Sat in wooden pews with a two-metre (six-feet) high inflatable Santa Claus and a Christmas tree placed at the back, many cradled young children as a sermon was delivered with other youths playing in the church's courtyard.
Atop the church stood two Iraqi security forces members with rifles, while people who wanted to go inside were frisked at the entrance to the church compound, surrounded by four-metre (12-feet) tall blast walls and concertina wire.
"This is our first Christmas at this church since the attack," said 40-year-old Nasrat, one of the worshippers. "We are feeling very happy about the reopening of the church."
"Despite the painful attack, the church now looks even more beautiful than before."

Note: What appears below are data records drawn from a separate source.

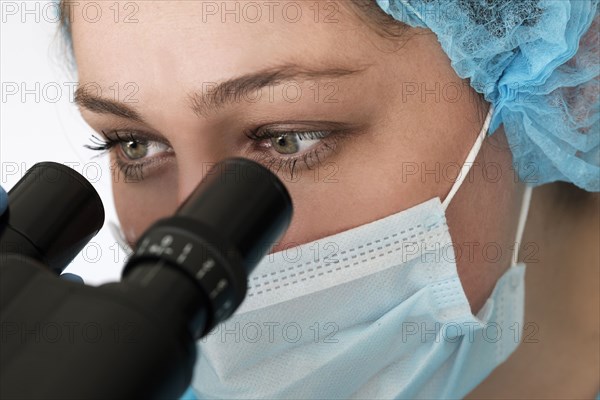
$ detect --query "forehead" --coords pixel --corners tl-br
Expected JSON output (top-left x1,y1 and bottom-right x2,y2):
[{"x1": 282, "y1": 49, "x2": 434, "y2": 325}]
[{"x1": 66, "y1": 1, "x2": 372, "y2": 82}]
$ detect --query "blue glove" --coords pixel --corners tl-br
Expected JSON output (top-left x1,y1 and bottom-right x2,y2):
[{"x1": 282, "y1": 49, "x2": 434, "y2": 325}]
[{"x1": 0, "y1": 186, "x2": 8, "y2": 215}]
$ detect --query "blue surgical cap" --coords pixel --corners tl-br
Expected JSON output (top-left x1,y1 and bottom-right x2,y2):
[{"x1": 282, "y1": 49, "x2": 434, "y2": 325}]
[{"x1": 376, "y1": 0, "x2": 600, "y2": 191}]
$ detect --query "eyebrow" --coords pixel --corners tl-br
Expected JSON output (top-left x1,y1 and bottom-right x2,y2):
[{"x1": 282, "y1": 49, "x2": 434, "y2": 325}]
[
  {"x1": 74, "y1": 64, "x2": 370, "y2": 123},
  {"x1": 188, "y1": 64, "x2": 370, "y2": 117}
]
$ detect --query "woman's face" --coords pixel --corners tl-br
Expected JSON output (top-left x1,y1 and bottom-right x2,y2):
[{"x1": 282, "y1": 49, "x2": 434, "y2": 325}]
[{"x1": 71, "y1": 1, "x2": 519, "y2": 312}]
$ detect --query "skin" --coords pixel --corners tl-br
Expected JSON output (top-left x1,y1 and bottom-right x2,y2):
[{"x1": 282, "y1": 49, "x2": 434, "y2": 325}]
[{"x1": 67, "y1": 1, "x2": 596, "y2": 396}]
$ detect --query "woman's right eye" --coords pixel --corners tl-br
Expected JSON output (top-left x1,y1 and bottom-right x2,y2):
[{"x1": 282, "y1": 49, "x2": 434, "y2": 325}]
[{"x1": 85, "y1": 131, "x2": 173, "y2": 161}]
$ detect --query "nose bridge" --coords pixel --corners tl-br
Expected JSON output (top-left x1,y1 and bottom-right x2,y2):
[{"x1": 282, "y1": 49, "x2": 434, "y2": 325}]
[{"x1": 177, "y1": 160, "x2": 216, "y2": 206}]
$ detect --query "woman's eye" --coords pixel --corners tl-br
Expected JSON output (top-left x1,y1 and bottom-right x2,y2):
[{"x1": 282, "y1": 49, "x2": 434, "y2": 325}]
[
  {"x1": 119, "y1": 139, "x2": 169, "y2": 160},
  {"x1": 254, "y1": 131, "x2": 330, "y2": 155}
]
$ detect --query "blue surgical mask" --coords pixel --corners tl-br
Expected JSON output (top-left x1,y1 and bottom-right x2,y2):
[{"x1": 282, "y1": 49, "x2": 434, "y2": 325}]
[{"x1": 192, "y1": 107, "x2": 528, "y2": 399}]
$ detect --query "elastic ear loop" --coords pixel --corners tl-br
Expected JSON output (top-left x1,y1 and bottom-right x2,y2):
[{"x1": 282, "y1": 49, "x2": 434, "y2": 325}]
[
  {"x1": 442, "y1": 105, "x2": 494, "y2": 211},
  {"x1": 512, "y1": 185, "x2": 533, "y2": 266}
]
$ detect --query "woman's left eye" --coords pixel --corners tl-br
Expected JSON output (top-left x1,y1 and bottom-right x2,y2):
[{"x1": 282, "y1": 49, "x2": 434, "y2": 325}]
[
  {"x1": 266, "y1": 132, "x2": 329, "y2": 155},
  {"x1": 119, "y1": 139, "x2": 169, "y2": 160}
]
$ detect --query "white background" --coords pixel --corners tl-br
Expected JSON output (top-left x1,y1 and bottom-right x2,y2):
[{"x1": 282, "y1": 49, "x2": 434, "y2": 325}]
[{"x1": 0, "y1": 0, "x2": 126, "y2": 285}]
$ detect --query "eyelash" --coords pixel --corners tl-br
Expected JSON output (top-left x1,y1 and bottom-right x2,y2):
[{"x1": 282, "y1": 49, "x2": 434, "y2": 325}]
[{"x1": 84, "y1": 127, "x2": 343, "y2": 181}]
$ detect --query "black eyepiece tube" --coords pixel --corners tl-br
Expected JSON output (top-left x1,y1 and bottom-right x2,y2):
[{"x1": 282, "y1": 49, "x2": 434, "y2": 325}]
[
  {"x1": 0, "y1": 162, "x2": 104, "y2": 274},
  {"x1": 0, "y1": 158, "x2": 292, "y2": 400},
  {"x1": 177, "y1": 158, "x2": 292, "y2": 273}
]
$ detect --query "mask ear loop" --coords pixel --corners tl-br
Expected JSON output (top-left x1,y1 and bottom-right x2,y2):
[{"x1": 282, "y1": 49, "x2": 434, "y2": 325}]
[
  {"x1": 512, "y1": 185, "x2": 533, "y2": 266},
  {"x1": 442, "y1": 105, "x2": 494, "y2": 211}
]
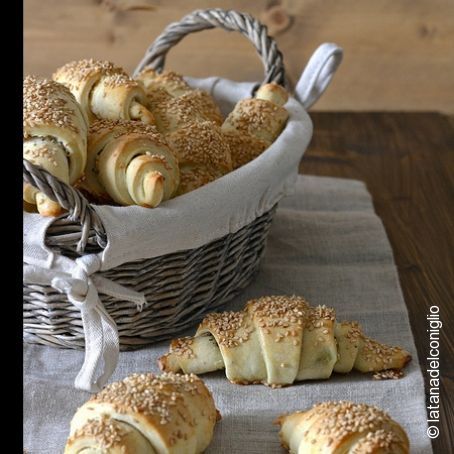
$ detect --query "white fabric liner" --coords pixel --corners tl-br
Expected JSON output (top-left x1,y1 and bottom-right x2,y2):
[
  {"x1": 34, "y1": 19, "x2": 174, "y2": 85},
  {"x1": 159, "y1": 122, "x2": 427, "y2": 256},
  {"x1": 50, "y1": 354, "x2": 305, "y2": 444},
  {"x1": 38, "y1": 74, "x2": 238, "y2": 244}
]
[{"x1": 96, "y1": 77, "x2": 312, "y2": 270}]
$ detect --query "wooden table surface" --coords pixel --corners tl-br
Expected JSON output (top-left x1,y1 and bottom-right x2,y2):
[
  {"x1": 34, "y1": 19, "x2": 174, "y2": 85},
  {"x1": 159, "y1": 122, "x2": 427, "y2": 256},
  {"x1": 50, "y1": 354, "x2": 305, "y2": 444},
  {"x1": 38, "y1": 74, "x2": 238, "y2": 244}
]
[{"x1": 300, "y1": 112, "x2": 454, "y2": 454}]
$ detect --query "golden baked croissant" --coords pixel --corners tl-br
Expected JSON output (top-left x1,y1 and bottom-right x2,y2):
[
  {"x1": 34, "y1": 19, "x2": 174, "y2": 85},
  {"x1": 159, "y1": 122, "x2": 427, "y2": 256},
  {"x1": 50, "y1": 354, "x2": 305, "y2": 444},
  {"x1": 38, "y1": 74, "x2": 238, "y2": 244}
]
[
  {"x1": 65, "y1": 373, "x2": 220, "y2": 454},
  {"x1": 275, "y1": 401, "x2": 410, "y2": 454},
  {"x1": 159, "y1": 296, "x2": 411, "y2": 387},
  {"x1": 137, "y1": 69, "x2": 232, "y2": 195},
  {"x1": 222, "y1": 83, "x2": 288, "y2": 169},
  {"x1": 137, "y1": 68, "x2": 223, "y2": 126},
  {"x1": 165, "y1": 121, "x2": 232, "y2": 195},
  {"x1": 52, "y1": 59, "x2": 154, "y2": 124},
  {"x1": 79, "y1": 120, "x2": 179, "y2": 208},
  {"x1": 23, "y1": 76, "x2": 88, "y2": 216}
]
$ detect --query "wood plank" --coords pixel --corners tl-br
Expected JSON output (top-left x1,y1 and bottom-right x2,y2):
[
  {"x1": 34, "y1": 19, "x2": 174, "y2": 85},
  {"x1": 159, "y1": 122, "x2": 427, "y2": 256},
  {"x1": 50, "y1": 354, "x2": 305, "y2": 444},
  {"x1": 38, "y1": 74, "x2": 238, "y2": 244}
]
[
  {"x1": 24, "y1": 0, "x2": 454, "y2": 113},
  {"x1": 300, "y1": 113, "x2": 454, "y2": 453}
]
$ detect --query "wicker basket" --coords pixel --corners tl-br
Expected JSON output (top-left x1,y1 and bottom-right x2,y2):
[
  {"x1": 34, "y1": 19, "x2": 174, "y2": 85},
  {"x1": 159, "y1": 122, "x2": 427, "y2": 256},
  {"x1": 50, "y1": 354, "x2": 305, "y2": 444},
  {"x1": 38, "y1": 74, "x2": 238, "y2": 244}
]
[{"x1": 23, "y1": 9, "x2": 340, "y2": 350}]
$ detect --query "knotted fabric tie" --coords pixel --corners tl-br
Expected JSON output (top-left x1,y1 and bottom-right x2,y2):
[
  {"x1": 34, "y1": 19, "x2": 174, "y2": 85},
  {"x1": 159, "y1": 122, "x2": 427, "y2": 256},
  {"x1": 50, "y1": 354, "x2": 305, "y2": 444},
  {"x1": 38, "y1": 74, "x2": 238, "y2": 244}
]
[{"x1": 24, "y1": 254, "x2": 146, "y2": 392}]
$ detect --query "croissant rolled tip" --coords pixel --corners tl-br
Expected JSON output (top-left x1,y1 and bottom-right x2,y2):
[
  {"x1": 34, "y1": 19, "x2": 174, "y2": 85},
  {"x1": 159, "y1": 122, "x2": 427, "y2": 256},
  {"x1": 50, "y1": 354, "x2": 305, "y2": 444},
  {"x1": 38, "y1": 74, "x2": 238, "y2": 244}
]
[
  {"x1": 402, "y1": 353, "x2": 413, "y2": 367},
  {"x1": 255, "y1": 82, "x2": 288, "y2": 106},
  {"x1": 273, "y1": 415, "x2": 286, "y2": 426},
  {"x1": 158, "y1": 355, "x2": 170, "y2": 372}
]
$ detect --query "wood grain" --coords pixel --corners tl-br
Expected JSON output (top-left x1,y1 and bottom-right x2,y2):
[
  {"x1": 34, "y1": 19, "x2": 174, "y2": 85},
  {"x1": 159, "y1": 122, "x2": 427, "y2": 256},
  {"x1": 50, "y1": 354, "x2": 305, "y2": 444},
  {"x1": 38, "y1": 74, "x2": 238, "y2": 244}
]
[
  {"x1": 300, "y1": 112, "x2": 454, "y2": 454},
  {"x1": 24, "y1": 0, "x2": 454, "y2": 113}
]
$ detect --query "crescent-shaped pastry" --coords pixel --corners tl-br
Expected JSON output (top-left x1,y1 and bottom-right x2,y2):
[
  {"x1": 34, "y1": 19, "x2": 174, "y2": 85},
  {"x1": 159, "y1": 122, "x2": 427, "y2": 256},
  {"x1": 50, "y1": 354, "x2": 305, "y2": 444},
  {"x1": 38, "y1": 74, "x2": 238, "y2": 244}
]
[
  {"x1": 159, "y1": 296, "x2": 411, "y2": 387},
  {"x1": 79, "y1": 120, "x2": 180, "y2": 208},
  {"x1": 23, "y1": 76, "x2": 88, "y2": 216},
  {"x1": 275, "y1": 401, "x2": 410, "y2": 454},
  {"x1": 52, "y1": 59, "x2": 154, "y2": 124},
  {"x1": 65, "y1": 373, "x2": 220, "y2": 454}
]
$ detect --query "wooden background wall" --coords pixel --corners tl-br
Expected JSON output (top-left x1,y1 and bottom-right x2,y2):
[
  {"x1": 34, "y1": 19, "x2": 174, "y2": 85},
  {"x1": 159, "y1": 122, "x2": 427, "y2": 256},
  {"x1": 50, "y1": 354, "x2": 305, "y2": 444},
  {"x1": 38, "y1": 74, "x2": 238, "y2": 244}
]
[{"x1": 24, "y1": 0, "x2": 454, "y2": 113}]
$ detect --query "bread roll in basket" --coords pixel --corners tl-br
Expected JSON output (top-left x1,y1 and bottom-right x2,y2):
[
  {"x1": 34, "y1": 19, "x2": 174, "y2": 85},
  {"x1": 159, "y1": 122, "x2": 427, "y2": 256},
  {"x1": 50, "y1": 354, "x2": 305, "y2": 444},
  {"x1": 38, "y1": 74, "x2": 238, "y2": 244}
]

Nasrat, who only gave his first name, was referring to an attack on October 31, 2010, when militants stormed the church and killed 44 worshippers, two priests, and seven security force personnel.
Photos of the two priests killed are now posted on either wing of the church, ribbons have been tied across the columns inside, and whereas the building's windows were shattered in the attack, they have since been replaced with stained glass and wood panelling.
Though church services still took place in the aftermath of the attack, it was officially reopened on December 14.
Three men convicted in connection with the massacre have since been sentenced to death.
"When the attack happened, all Iraqis felt deep pain, not just me, because an attack on a church is an act of a non-believer," said Ghassan Idmon Shamun, another worshipper. "Today I feel great coming to this church."
"Thankfully the situation is improving for us Iraqi Christians -- people are coming in, and attending the mass, and there is security present."
The 50-year-old added: "Before, I thought about leaving Iraq, but now as the situation has improved, I am not thinking about leaving anymore."
Iraq's Christian community is one of the oldest of its kind in the world. But along with other Iraqi Christians, they suffered persecution, forced flight and killings in the aftermath of the 2003 US-led invasion.
Before 2003 there were more than a million Christians living in Iraq. Now they number around 450,000.
According to the UN refugee agency, many thousands fled after the 2010 attack, and from 2003 to May 2012, some 900 Christians were killed, while 200 were kidnapped, tortured and ultimately released for exorbitant ransoms, according to the Hammurabi Human Rights Organisation in Iraq.